Voyager tout en travaillant n’est plus un doux rêve, c’est une réalité macroéconomique. Face à l’explosion du télétravail, les frontières s’assouplissent : pas moins de 66 pays proposent désormais des « visas de travail à distance » pour séduire les nomades numériques. Un club mondial qui s’agrandit quotidiennement, transformant la planète en un immense espace de coworking.
Plus qu’une tendance, le nomadisme numérique est désormais encadré par la loi grâce à des visas de résidence temporaire sur-mesure. Ils vous permettent de vivre à l’étranger tout en conservant votre activité et votre travail à distance.
Que vous cherchiez votre prochaine terre d’accueil ou que vous prépariez votre toute première aventure, voici un tour d’horizon complet des pays d’accueil et des conditions d’obtention de ces visas.
L’Espagne et le Portugal, les champions de l’attractivité pour les nomades numériques en 2026
Le Portugal et l’Espagne dominent le classement européen grâce à des infrastructures de pointe et d’excellentes connexions internet (jusqu’à 247 Mbit/s).
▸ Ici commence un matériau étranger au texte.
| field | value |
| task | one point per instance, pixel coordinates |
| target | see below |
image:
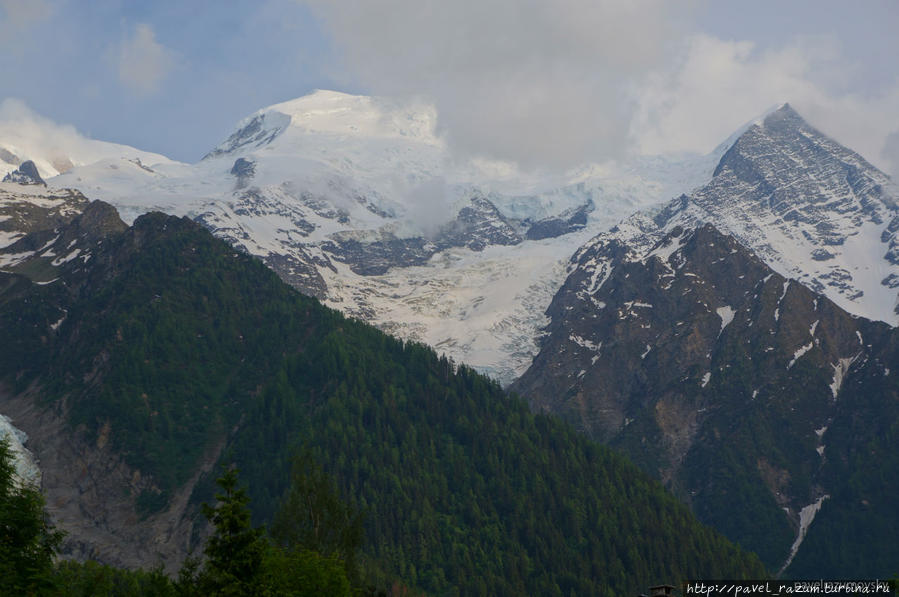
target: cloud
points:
(22, 13)
(143, 63)
(535, 82)
(30, 136)
(717, 85)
Le visa espagnol se distingue par une flexibilité unique permettant de travailler à la fois pour l’étranger et pour des entreprises locales avec un seuil financier fixé à 2 760 euros/mois.
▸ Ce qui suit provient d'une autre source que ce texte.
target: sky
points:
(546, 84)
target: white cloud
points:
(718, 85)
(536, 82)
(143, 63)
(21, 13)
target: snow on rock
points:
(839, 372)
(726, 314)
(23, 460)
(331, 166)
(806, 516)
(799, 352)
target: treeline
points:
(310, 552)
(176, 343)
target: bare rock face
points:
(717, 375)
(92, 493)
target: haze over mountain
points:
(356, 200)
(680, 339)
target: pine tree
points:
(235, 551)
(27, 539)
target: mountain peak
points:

De son côté, le Portugal propose son très populaire visa D8, accessible dès 3 480 euros/mois ; il offre une flexibilité totale entre un séjour temporaire de 12 mois ou un parcours de longue durée ouvrant la voie à la citoyenneté après 5 ans.
Pour ceux qui recherchent des démarches plus directes, la Grèce et l’Italie offrent deux alternatives solides au cœur de la Méditerranée. Le visa grec est réputé pour sa simplicité d’obtention pour les ressortissants hors UE/EEE, exigeant un revenu mensuel de 3 500 euros pour une validité initiale d’un an, prolongeable de deux ans. L’Italie, quant à elle, impose le ticket d’entrée financier le plus bas du top 5 avec un seuil annuel de 24 789 euros (environ 2 065 euros/mois), tout en garantissant des avantages fiscaux spécifiques et une totale liberté de circulation dans l’espace Schengen.
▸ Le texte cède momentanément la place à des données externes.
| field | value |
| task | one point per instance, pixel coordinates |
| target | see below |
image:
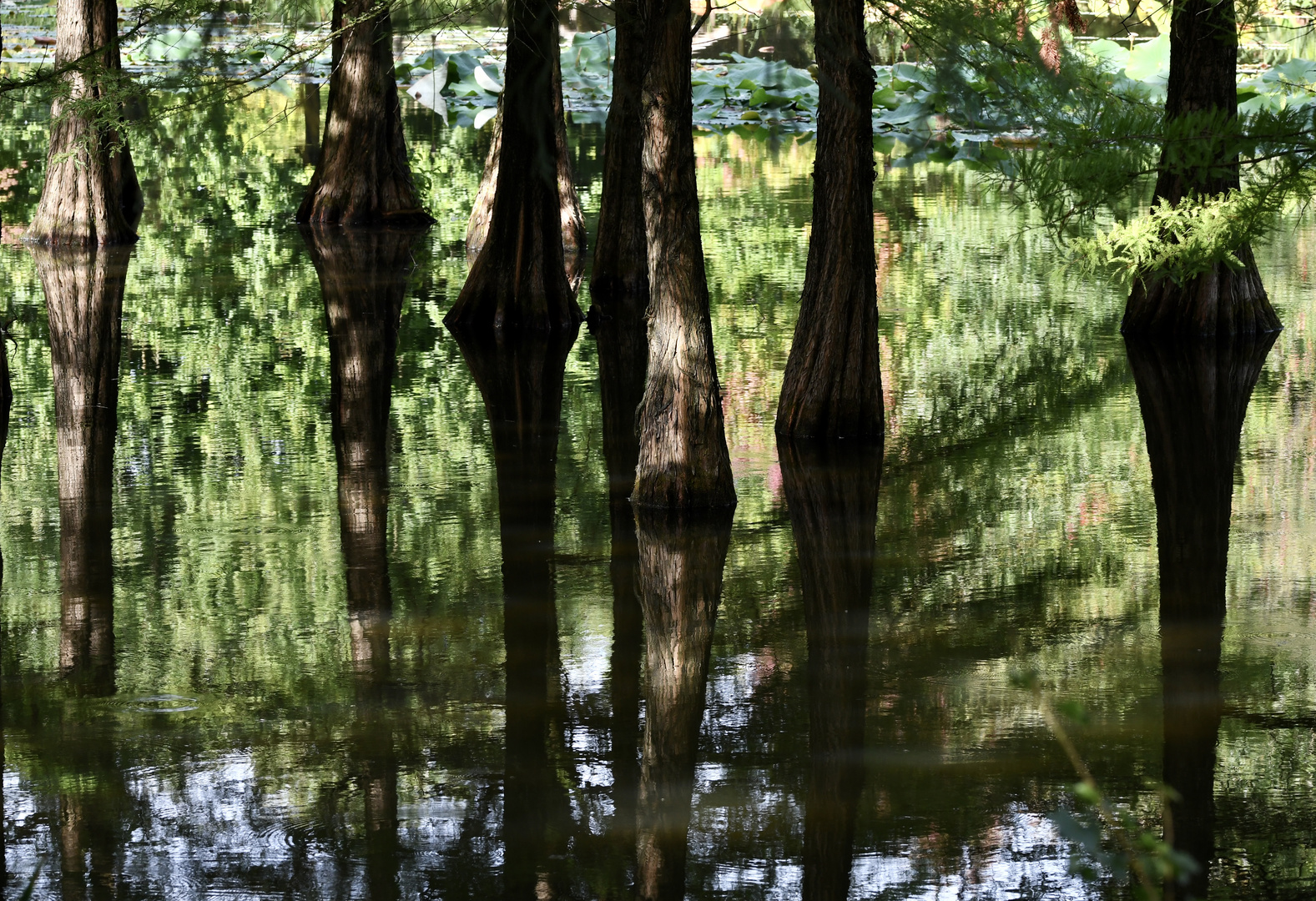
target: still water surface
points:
(325, 604)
La Croatie s’impose comme une destination idéale pour les anglophones. Sa réglementation se démarque par un avantage rare en Europe : une exemption totale d’impôt sur le revenu local pendant toute la durée du séjour. Accessible à partir de 3 295 euros/mois, ce programme permet désormais de résider dans le pays jusqu’à 18 mois consécutifs et d’explorer l’Europe sans visa.
Destinations accessibles grâce au visa nomade numérique
L’Asie et le Moyen-Orient ciblent des profils variés, du court au très long terme. Dubaï (3 500 dollars/mois) et la Thaïlande (80 000 dollars/an) séduisent par leur fiscalité à 0 %, la Thaïlande se démarquant avec un visa exceptionnel de 10 ans. La Malaisie (24 000 dollars/an) et la Corée du Sud (70 000 dollars/an) proposent des séjours de 1 à 2 ans axés sur la tech. En revanche, le Japon reste plus restrictif avec un séjour limité à 6 mois non renouvelables et un critère strict de 58 420 euros/an.
Par ailleurs, pour un cadre paradisiaque sans impôts locaux, l’Amérique latine et les îles offrent d’excellentes alternatives. Le Costa Rica et le Panama demandent un revenu de 3 000 dollars/mois pour des séjours de 9 à 12 mois renouvelables. Enfin, les Philippines s’imposent comme l’option la plus économique et accessible du lot, avec un coût de la vie très bas et un ticket d’entrée estimé à seulement 2 000 dollars/mois.